By Matthew Pertz, Opinion Editor

What many pundits described as impossible or unthinkable mere weeks ago has happened: Donald Trump will be the next President of the United States. After Tuesday, both the executive and legislative branches of the government will be controlled by Republicans as they also retook the Senate and held the House of Representatives.

Most poll aggregators failed to predict this outcome. Some, like the Huffington Post, still had Clinton’s chances of winning upwards of 99% on Election Day, while even those skewed towards Trump, like FiveThirtyEight, gave Clinton two-to-one odds.

Political narratives shifted dramatically over the course of the night. In the months leading into November 8th, news outlets hammered a stake into the division of the Republican Party. A party running 17 presidential candidates led by a reality television star who brags about sexually assaulting women and the size of his hands falls short of Lincoln’s ideal unity. But the storyline magically transformed after Trump began picking up electoral votes. Suddenly, the Democrats are fractured without a leader, and without Clinton, Obama, Biden and Bernie the party seems to lack a realistic challenger for President Trump’s reelection bid in 2020.

It’s worth noting that both of those plots would still remain true had Clinton eked out a win. The Democratic Party has lost races at an indefatigable rate since Obama’s election in 2008. Though they are at their highest, the President’s approval ratings seem to be inflated due to the record unfavorable ratings of the two candidates vying to become his successor. The blue party’s bleeding isn’t a turnout issue but instead America’s referendum on the Barack Obama years.
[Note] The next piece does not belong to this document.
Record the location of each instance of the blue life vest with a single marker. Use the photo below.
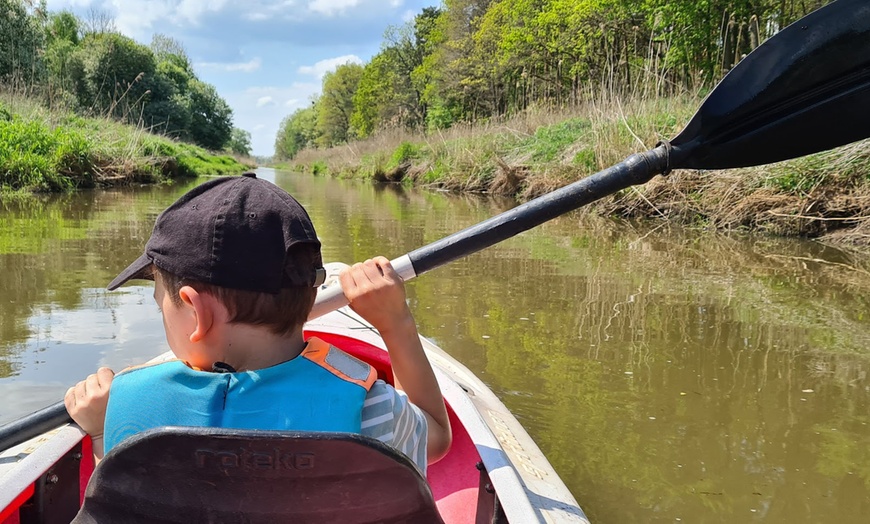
(323, 389)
A party running 17 presidential candidates led by a reality television star who brags about sexually assaulting women and the size of his hands falls short of Lincoln’s ideal unity.
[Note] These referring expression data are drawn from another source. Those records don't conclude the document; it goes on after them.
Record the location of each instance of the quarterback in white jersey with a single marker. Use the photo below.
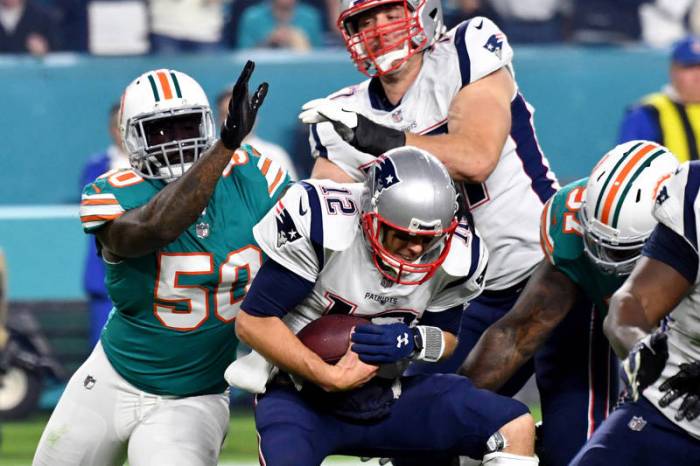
(390, 250)
(661, 424)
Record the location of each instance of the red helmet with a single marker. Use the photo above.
(382, 49)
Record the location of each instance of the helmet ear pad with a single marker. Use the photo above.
(390, 201)
(381, 49)
(166, 123)
(616, 214)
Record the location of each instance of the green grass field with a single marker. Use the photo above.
(19, 439)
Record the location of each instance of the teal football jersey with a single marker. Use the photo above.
(561, 236)
(171, 331)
Political science professors are rewriting their textbooks as we speak. The Trump campaign flipped the traditional route to the White House and seemingly reversed the bases of both major parties. Fifty years ago, Democrats stood for the working man; coal miners and factory workers across the nation typically voted blue because of the party’s strong relationship with labor unions, while Republicans represented the rich upper rungs of our economic ladder. Over the past five cycles those roles have been slowly shifting, until Trump slammed the process into fifth gear. He abandoned the wealthy Republican donors that shaped Republican presidencies for generations, instead claiming he was self-funding so he could earn the trust of the working class and casting Clinton as the friend of Wall Street billionaires who wrecked the economy eight years ago.

Only wholehearted Trump supporters realistically believed in this outcome; Clinton led in every traditional election metric. She led in all swing state polls before FBI Director James Comey’s surprise letter, and even in the flash polls following his decision she still held a projected 20-vote margin in the Electoral College. She won all valid post-debate polls by wide margins. She deployed dozens of well-regarded surrogates, like both the President and First Lady, her former rival Bernie Sanders, the bombastic Sen. Elizabeth Warren and even superstar athletes like NBA champion LeBron James.

Somehow, all of those couldn’t place a second Clinton in the Oval Office. Several theories attempt to explain how Trump overcame the odds. Some believe he simply connected with midwestern voters better than Clinton (Trump won Wisconsin, Michigan and Pennsylvania, all once considered locks for Clinton). Some say polls couldn’t factor the “shy” Trump vote: a demographic either too afraid or too apathetic to admit supporting him in polls but still choosing to vote for him. Some even blame the weather; it rained in Michigan and Ohio, possibly discouraging casual Clinton voters since they already held a lead and voting wasn’t necessary. Regardless of what subplot caused Tuesday’s surprise, America must now prepare for the next surprise Trump’s presidency might entail.